Week 28/2012: FluidSynth, Signing for Mountain Lion

edited 2012 Jul 16 in Developers
We have decided to alter our weekly blogging practice slightly as recently we've been having difficulties syncing our posts. I will try to post my notes in time for Monday's build; DaniJ will post later in the week when he gets the chance.

I started the week by finishing up with the player color translation improvements. Hexen's Fighter class now uses the yellow color in single-player games and I fixed a bug in restoring the translation tables after engine reset, which was causing player sprites to turn completely black.

I was then planning to work on the Input drivers proposal, but as I was browsing through the Bug Tracker I was reminded of something I initially explored back in December: using FluidSynth for playing MIDI music with SF2 soundfonts. FluidSynth takes an SF2 soundfont and a MIDI file and converts it to plain WAV audio data -- or in our case, raw PCM samples. Given a decent soundfont, the end result is much improved music quality when playing the original MUS/MIDI music.

It took only a couple of days to take the FluidSynth sources and put together a new audio plugin for Doomsday called "dsFluidSynth". It implements Doomsday's Music audio interface and passes any MIDI songs over to FluidSynth's synthesizer. The resulting raw sample data is then played back using the same audio plugin that plays Doomsday's sound effects. I ended up with this arrangement because I opted to build an embedded, stripped-down version of FluidSynth with no audio output capabilities of its own.

While dsFluidSynth now works rather well, there are still a few important caveats: I didn't yet get a chance to configure the Windows autobuilder so that it can compile dsFluidSynth, and only the FMOD audio plugin supports raw sample feedback from another audio plugin.
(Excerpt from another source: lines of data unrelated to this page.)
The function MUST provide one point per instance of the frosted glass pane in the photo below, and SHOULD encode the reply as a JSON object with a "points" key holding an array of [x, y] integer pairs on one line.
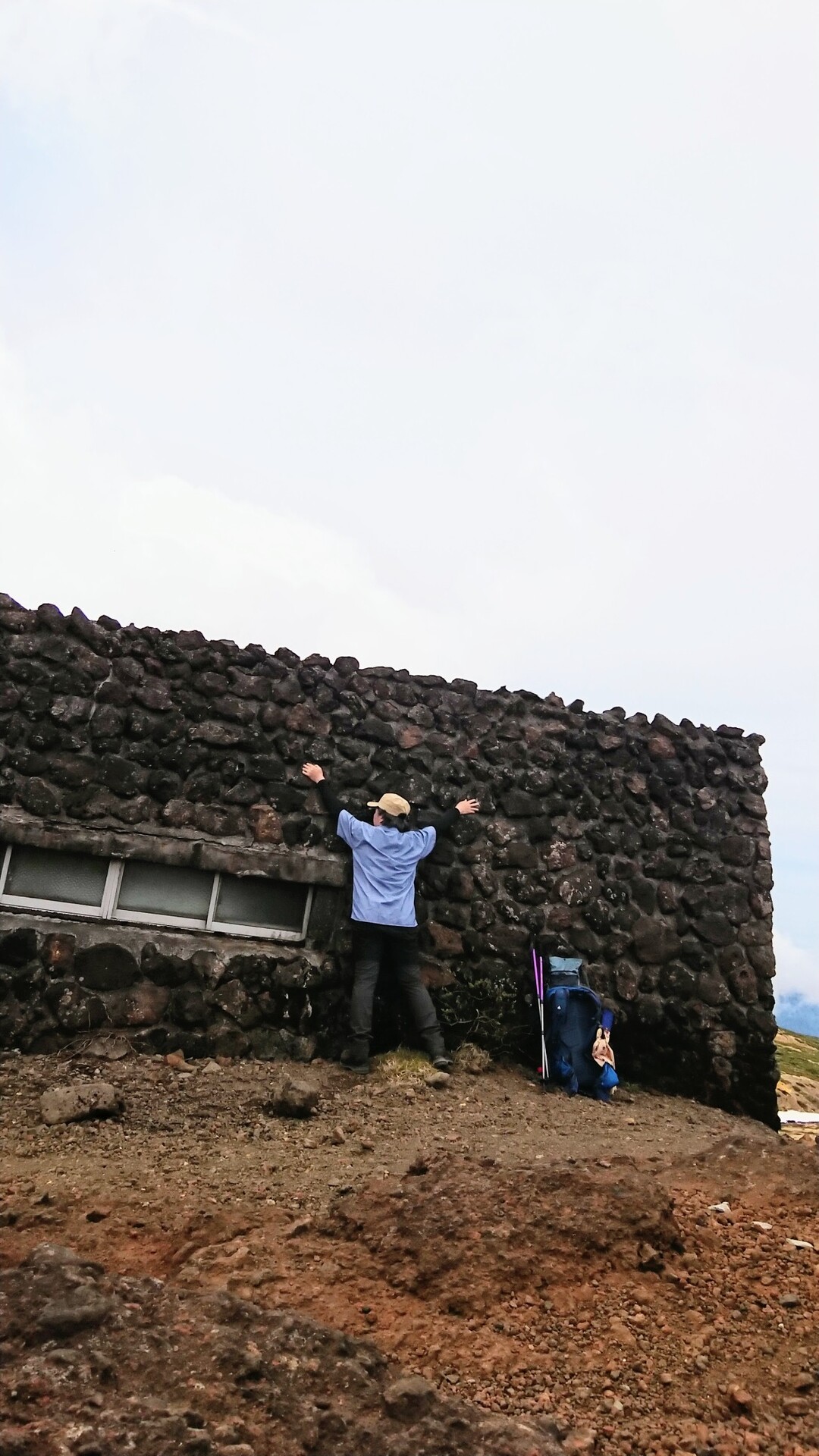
{"points": [[268, 903], [165, 890], [49, 874]]}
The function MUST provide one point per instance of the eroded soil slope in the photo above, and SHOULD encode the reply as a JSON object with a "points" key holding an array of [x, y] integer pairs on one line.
{"points": [[535, 1257]]}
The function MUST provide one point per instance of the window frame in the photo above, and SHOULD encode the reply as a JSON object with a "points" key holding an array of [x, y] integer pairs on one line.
{"points": [[108, 909]]}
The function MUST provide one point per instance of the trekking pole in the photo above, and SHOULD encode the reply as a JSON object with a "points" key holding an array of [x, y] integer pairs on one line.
{"points": [[538, 965]]}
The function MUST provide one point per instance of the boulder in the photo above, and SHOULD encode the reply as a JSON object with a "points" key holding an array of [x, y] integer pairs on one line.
{"points": [[79, 1101], [295, 1097]]}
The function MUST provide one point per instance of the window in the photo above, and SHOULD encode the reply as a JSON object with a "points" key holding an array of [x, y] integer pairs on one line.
{"points": [[152, 894]]}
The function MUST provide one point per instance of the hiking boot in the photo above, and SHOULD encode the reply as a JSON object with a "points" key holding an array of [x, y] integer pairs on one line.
{"points": [[354, 1060]]}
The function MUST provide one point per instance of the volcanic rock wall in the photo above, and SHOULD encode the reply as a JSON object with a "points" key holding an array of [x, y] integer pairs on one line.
{"points": [[640, 845]]}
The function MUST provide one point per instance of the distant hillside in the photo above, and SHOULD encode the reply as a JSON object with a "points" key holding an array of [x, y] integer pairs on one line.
{"points": [[798, 1014], [798, 1056]]}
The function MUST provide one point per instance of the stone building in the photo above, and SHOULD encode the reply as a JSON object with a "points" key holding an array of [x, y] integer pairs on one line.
{"points": [[168, 873]]}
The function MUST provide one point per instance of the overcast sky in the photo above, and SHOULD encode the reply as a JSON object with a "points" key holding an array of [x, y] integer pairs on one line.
{"points": [[474, 337]]}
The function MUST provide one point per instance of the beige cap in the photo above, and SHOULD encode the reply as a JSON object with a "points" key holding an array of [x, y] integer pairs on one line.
{"points": [[390, 804]]}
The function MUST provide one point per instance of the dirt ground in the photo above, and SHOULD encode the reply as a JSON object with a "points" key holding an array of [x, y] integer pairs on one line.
{"points": [[541, 1258]]}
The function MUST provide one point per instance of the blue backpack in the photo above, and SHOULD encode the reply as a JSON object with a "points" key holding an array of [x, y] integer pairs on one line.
{"points": [[572, 1015]]}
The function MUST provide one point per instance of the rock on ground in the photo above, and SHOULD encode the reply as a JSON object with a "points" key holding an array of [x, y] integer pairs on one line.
{"points": [[295, 1097], [161, 1372], [74, 1104]]}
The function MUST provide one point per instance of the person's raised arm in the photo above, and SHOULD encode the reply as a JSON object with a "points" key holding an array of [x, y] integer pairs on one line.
{"points": [[315, 774]]}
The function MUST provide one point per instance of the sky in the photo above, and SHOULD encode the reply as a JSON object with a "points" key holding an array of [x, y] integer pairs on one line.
{"points": [[474, 337]]}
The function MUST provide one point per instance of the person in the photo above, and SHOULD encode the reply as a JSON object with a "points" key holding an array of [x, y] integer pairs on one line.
{"points": [[385, 858]]}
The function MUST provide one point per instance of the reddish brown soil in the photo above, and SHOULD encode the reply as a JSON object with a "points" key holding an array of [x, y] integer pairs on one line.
{"points": [[529, 1254]]}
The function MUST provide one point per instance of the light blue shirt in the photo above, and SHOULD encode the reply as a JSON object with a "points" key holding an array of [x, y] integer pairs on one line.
{"points": [[384, 870]]}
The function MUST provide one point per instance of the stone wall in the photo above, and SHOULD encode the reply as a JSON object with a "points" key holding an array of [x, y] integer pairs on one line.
{"points": [[640, 845]]}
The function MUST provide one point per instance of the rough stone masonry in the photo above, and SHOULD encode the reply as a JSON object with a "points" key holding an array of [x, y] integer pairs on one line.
{"points": [[640, 845]]}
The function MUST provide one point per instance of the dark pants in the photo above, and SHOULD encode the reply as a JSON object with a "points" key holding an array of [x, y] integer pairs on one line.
{"points": [[372, 946]]}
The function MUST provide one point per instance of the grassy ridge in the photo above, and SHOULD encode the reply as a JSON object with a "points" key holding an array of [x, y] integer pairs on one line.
{"points": [[798, 1055]]}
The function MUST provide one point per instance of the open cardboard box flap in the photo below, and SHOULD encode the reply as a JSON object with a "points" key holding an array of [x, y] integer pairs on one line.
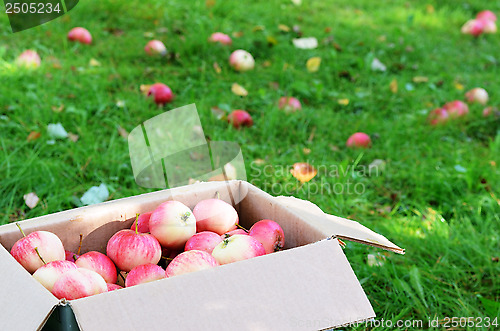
{"points": [[311, 286]]}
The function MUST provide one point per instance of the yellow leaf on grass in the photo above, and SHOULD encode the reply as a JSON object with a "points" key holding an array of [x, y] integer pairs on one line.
{"points": [[239, 90], [313, 64], [394, 86], [284, 28], [303, 171]]}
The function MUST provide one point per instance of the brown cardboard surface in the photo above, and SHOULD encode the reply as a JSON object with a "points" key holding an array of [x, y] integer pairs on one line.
{"points": [[334, 225], [25, 303], [307, 288]]}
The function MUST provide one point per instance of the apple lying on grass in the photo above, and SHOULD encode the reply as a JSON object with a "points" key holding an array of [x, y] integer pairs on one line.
{"points": [[155, 47], [80, 35], [237, 248], [190, 261], [143, 274], [241, 60], [215, 215], [49, 273], [79, 283], [37, 248]]}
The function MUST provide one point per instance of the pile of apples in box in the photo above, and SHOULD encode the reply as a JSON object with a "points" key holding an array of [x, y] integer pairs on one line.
{"points": [[172, 236]]}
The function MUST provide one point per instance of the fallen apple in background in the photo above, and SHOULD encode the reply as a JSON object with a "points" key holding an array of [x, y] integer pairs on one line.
{"points": [[37, 248], [79, 283], [239, 118], [456, 108], [241, 60], [438, 116], [473, 27], [144, 274], [29, 59], [128, 249], [269, 234], [203, 241], [49, 273], [219, 37], [155, 47], [237, 248], [99, 263], [80, 34], [161, 93], [190, 261], [478, 95], [215, 215], [360, 140], [172, 223], [143, 223]]}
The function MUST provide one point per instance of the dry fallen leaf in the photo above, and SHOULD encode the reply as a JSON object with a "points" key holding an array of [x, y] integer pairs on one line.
{"points": [[217, 68], [239, 90], [303, 171], [313, 64], [31, 199], [33, 136], [394, 86]]}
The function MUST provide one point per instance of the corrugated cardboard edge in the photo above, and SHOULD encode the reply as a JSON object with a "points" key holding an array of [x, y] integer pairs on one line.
{"points": [[338, 226]]}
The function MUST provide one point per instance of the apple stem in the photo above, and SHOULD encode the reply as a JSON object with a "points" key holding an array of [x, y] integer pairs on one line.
{"points": [[239, 226], [136, 222], [19, 227], [36, 249], [79, 247]]}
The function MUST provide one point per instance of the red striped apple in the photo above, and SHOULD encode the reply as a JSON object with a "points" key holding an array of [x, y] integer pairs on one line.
{"points": [[49, 273], [128, 249], [172, 223], [215, 215], [80, 34], [190, 261], [36, 249], [241, 60], [236, 248], [269, 234], [99, 263], [203, 241], [359, 139], [144, 274], [79, 283]]}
As FluidSynth has originated from the Unix world, it has been built on GLib. While it is possible to set up GLib for Windows development, it is not exactly trivial. We will look into it at a later point in time. We can also update (some of) the other audio plugins so that they can work with dsFluidSynth's output.

dsFluidSynth is still in a separate work branch, but I'm looking into merging it into the master for Friday's build.

With the release of OS X Mountain Lion imminent, I started looking into signing Doomsday with an Apple Developer ID. I modified the Mac autobuilder to sign the applications, but didn't have a chance to test if it actually works. I will try it with today's build 563.

The plan for this week is to finalize the dsFluidSynth work for non-Windows platforms and then start switching my focus to the to-do list and Bug Tracker in preparation for the stable 1.9.9.